In recent years, progress in artificial intelligence has suggested a real revolution in the uses developed from these technologies.
The most significant future development in artificial intelligence is the transition from AI tools to autonomous agents.
Concretely, artificial intelligence tools include software applications that use artificial intelligence algorithms to perform tasks generally performed by humans. These tools can, for example, be natural language processing, computer vision, machine learning or even robotic process automation tools. The characteristic of artificial intelligence tools is that they use data to carry out predefined tasks in an optimized manner.
These artificial intelligence tools will, in the months and years to come, be supplanted by what we call autonomous agents. An autonomous agent is a combination of AI tools that will collect data itself to operate in an optimized and autonomous manner. Integrating different AI tools into the same model allows them to be used for more complex tasks. Where an AI tool optimizes a specific task for which it is trained, autonomous agents break down complex problems into several stages, autonomously, to be able to propose the actions necessary to resolve this problem. With the ability to modify their approach if necessary, based on the intermediate results obtained by “dissecting” the problem.
We therefore see that the coming advent of autonomous agents will multiply the potential of artificial intelligence for its users: the ability of autonomous agents to make decisions themselves regarding the resolution of a problem completely changes the way of understand how artificial intelligence can intervene in daily life and in the functioning of businesses.
Security issues also arise from these new capabilities.

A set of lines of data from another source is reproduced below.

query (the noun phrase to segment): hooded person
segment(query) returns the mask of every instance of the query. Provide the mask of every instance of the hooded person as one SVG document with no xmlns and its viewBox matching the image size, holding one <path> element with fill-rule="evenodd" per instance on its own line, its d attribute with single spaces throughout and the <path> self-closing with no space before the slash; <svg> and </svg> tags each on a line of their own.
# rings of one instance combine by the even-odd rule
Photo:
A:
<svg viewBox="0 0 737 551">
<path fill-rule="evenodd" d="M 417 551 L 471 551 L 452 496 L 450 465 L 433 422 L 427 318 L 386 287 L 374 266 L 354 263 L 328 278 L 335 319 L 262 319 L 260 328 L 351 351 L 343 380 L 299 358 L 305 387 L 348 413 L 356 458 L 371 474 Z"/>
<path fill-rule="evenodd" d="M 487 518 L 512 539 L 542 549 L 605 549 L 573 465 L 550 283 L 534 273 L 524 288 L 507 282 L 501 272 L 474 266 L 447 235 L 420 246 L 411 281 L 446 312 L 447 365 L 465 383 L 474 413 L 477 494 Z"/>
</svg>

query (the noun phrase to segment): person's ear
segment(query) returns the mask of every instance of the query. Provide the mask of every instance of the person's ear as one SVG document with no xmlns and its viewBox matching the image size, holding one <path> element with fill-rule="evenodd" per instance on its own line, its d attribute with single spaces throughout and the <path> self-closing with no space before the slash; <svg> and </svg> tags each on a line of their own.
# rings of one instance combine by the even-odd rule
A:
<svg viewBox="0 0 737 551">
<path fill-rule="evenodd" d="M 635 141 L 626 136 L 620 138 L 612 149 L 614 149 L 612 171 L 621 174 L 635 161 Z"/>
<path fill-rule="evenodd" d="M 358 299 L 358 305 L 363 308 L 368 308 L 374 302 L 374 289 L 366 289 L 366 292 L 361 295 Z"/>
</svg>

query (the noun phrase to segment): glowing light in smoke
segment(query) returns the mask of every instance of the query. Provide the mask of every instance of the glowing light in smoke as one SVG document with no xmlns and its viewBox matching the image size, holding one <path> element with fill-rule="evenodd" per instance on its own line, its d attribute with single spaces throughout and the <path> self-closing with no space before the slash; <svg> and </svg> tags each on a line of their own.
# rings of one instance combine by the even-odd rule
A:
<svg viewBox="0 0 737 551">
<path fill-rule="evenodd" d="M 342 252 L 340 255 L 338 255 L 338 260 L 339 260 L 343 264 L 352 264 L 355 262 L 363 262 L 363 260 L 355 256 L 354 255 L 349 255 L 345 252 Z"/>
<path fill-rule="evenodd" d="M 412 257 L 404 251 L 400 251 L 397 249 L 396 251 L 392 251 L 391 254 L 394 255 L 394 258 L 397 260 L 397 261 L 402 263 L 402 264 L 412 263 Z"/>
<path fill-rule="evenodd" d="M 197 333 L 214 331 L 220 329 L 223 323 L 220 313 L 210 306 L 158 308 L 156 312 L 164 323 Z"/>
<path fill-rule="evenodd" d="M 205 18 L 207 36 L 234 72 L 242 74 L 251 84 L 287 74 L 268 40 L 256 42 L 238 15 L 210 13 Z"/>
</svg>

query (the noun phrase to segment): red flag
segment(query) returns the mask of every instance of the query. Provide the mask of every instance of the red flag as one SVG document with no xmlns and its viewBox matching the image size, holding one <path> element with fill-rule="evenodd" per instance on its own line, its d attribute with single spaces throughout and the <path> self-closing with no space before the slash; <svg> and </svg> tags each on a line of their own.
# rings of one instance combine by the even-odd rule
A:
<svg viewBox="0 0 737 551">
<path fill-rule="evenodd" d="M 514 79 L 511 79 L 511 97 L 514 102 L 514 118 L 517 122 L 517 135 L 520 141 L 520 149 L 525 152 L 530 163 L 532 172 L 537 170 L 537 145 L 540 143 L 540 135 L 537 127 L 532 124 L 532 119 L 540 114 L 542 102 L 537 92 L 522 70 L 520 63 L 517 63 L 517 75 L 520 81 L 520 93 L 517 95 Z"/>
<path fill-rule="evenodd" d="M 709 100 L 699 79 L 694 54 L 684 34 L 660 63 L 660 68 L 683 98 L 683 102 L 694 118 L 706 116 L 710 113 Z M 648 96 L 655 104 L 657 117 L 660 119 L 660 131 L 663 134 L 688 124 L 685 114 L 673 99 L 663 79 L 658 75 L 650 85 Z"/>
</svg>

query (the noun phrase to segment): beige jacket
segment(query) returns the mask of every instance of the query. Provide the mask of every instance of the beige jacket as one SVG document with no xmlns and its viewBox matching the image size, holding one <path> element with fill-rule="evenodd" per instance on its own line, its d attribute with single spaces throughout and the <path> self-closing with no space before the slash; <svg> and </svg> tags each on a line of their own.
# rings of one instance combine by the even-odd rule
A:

Indeed, autonomous agents are able to browse the internet, take control of computers, they also have their own memory, and access to large language models, which allows them to analyze and synthesize large amounts of text.
One of the concerns related to the development of autonomous AI agents is the motivation behind decision-making, and the ability of the AI to be aligned with what the operator requests. This issue of alignment, or rather non-alignment, when we approach AI security, is increasingly present as artificial intelligence models operate autonomously.
Fears of seeing AI models, to achieve the requested objectives, use unethical methods or practice deception have already materialized in certain developed models. The unpredictability of their behavior is also a concern, especially when we are talking about AI applications that are allowed to operate autonomously.
Then, the risks of cyberattacks are much more important with autonomous artificial intelligence agents, precisely because of their automation and their connection to the internet. They are much more exposed to intrusion attempts, which may result in a modification of their behavior, the theft of private or sensitive data, or their use to commit malicious acts. For industry, for example, it is easy to imagine to what extent these risks are incompatible with the criticality of certain applications.
These risks, the list of which does not end there, require regulators to take a broad look at the security standards to be put in place around these increasingly autonomous AI applications, to ensure that the latter do not do not cross a red line, whether in terms of ethics, loss of control or behavior.